Tra le opere che Federico II ci ha lasciato, Castel del Monte occupa un posto particolare per diverse ragioni: fu probabilmente proprio “lo Svevo” a volerlo, pensarlo, progettarlo e lo fece nella fase più avanzata della sua vita, tanto che non vide mai la conclusione dei lavori. Proprio per questo è un’opera incompiuta, “un non-finito”, una di quelle opere che rappresentano un lascito, dove è racchiusa una verità cercata per tutta la vita e forse trovata.

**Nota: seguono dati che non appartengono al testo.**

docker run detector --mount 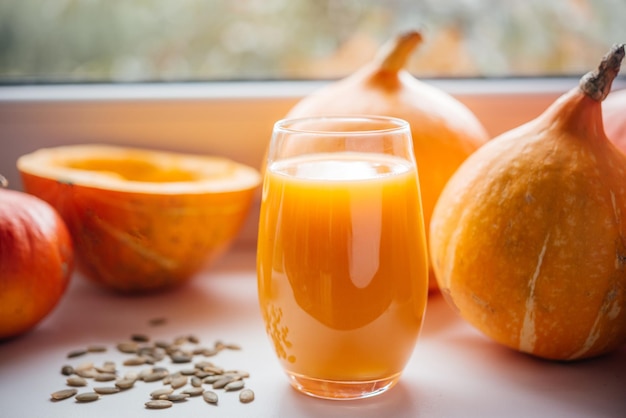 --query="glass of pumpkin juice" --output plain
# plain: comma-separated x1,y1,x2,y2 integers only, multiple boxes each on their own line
257,116,428,399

Federico è considerato un precursore dell’Umanesimo, la sua passione per le scienze, la poesia, la filosofia, l’astronomia gli ha valso il titolo di stupor mundi, il suo rigore intellettuale si rispecchia nell’esatto orientamento astronomico dell’architettura, nella figura dell’ottagono riproposto nella pianta, nelle otto torri angolari e nel cortile interno, con un equilibrio delle proporzioni talmente curato da far pensare più a un intento artistico/scientifico che a una progettazione funzionale a esigenze militari o di qualsiasi altra natura.
Ancora oggi la vera funzione di questo edificio non è chiara e nel corso dei secoli è stato utilizzato saltuariamente e per vari scopi, ma per fortuna nessuno ne ha mai alterato le forme o sovrapposto altre strutture. Persino i restauri e le ricostruzioni che si sono rese indispensabili hanno rispettato integramente l’impianto originario. Le decorazioni interne sono andate pressoché perdute, ma come accaduto ai templi o alle sculture antiche, aver perso il colore originario nulla toglie alla bellezza dell’opera, anzi la esalta.
Entrarvi, per chi ha consuetudine con l’arte moderna e contemporanea, non può che indurre a suggestioni che, anche se prive di un fondamento scientifico, accostano questo luogo a tanti artisti contemporanei: la forma così netta del perimetro ottagonale della corte interna che incornicia il cielo azzurro, non può non richiamare James Turrell. E chissà quanti artisti avrebbero voluto confrontarsi con questo spazio realizzando opere “site specific”, penso ai maestri dell’Arte Povera, come Jannis Kounellis, Giovanni Anselmo o Gilberto Zorio, e l’elenco sarebbe infinito perché Castel del Monte continua a interrogarci e affascinarci oggi con la stessa energia con cui Federico II stupì e meravigliò il mondo otto secoli fa.